Prepare Datasets for The Regularized Random Forest Algorithm

azmfaridee / mothur

This is GSoC2012 fork of 'Mothur'. We are trying to implement a number of 'Feature Selection' algorithms for microbial ecology data and incorporate them into mother's main codebase.

https://github.com/mothur/mothur

GNU General Public License v3.0

3 stars 1 forks source link

Prepare Datasets for The Regularized Random Forest Algorithm #2

Closed azmfaridee closed 11 years ago

azmfaridee commented 12 years ago

The current datasets that we have (for example AmazonDatasets) does not contain much Training Datasets with respect to the Features. We may have Features of order of 100 or more whereas we have Training Cases of only 10 to 20. This would not suffice for a proper training. Although Random Forest is known for Random Sampling by replacement for Bootstrapping purpose, this is such a small ratio to being with.

@kdiverson: We were entertaining some idea about using Classical ecology data like list of birds in an island which would give is the ratio that we've been looking for, but this Classical data might be quite different from our Microbial Ecology data. We were also considering investigating the use of Artificial Microbial Community Ddatasets. Can you provide me some of the links?

mothur-westcott commented 12 years ago

@kdiverson Would the dataset used in the SOP work? It's much larger than the AmazonData set and used in all the workshops.

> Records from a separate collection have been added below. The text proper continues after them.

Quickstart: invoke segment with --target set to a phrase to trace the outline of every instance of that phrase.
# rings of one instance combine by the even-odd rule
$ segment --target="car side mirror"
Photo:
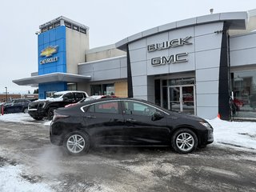
[[[154,112],[152,115],[152,121],[158,121],[160,120],[161,118],[163,118],[163,115],[160,112]]]

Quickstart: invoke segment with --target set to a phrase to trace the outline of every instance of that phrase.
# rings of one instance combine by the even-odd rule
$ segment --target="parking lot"
[[[0,168],[22,165],[24,180],[52,191],[256,191],[255,150],[214,143],[190,154],[117,147],[71,157],[44,124],[0,122]]]

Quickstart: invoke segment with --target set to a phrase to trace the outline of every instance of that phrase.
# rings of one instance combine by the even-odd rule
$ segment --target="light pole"
[[[6,102],[7,102],[7,93],[8,93],[8,92],[7,92],[7,86],[6,86],[5,88],[6,88]]]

kdiverson commented 12 years ago

The SOP dataset [0] would be good to use since that is the example used in the workshop. Other 16s datasets from HMP can be found here[1]. There are some mock datasets and real. In both cases there's a lot of metadata so these would be good for validating results. We could mask some of the metadata and see if the algorithm can correctly predict what metadata should be there.

[0] http://www.mothur.org/wiki/Schloss_SOP [1] http://www.hmpdacc.org/resources/dataset_documentation.php

azmfaridee commented 12 years ago

The SOP dataset [0] would be good to use since that is the example used in the workshop. Other 16s datasets from HMP can be found here[1]. There are some mock datasets and real. In both cases there's a lot of metadata so these would be good for validating results. We could mask some of the metadata and see if the algorithm can correctly predict what metadata should be there.

[0] http://www.mothur.org/wiki/Schloss_SOP [1] http://www.hmpdacc.org/resources/dataset_documentation.php

@kdiverson I've downloaded the datasets in [0], just trying to create the shared files with make.shared command. However I'm not sure about [1], there are a lot of stuff in the link provided, so it would be better if you could clarify which one is most relevant to us.

kdiverson commented 12 years ago

@darthxaher we'll probably want to use 454 16s data. I'm not sure which is the best of those datasets. I'll have a look.

kdiverson commented 12 years ago

Another approach to dealing with minimal datasets is data augmentation. This is a process to take replicates of the data we do have and add noise to it. This should give us a more robust training set.

azmfaridee commented 12 years ago

@kdiverson Do you have any links to any research papers that demonstrates creating large amount of artificial data from natural data as seed?. I really like the idea, but I'd like to do proper research into this before I get my hands dirty, adding noise without knowing what we are doing would just worsen then training process.

kdiverson commented 12 years ago

@darthxaher yeah, it's in the Supervised classification of human microbiota paper.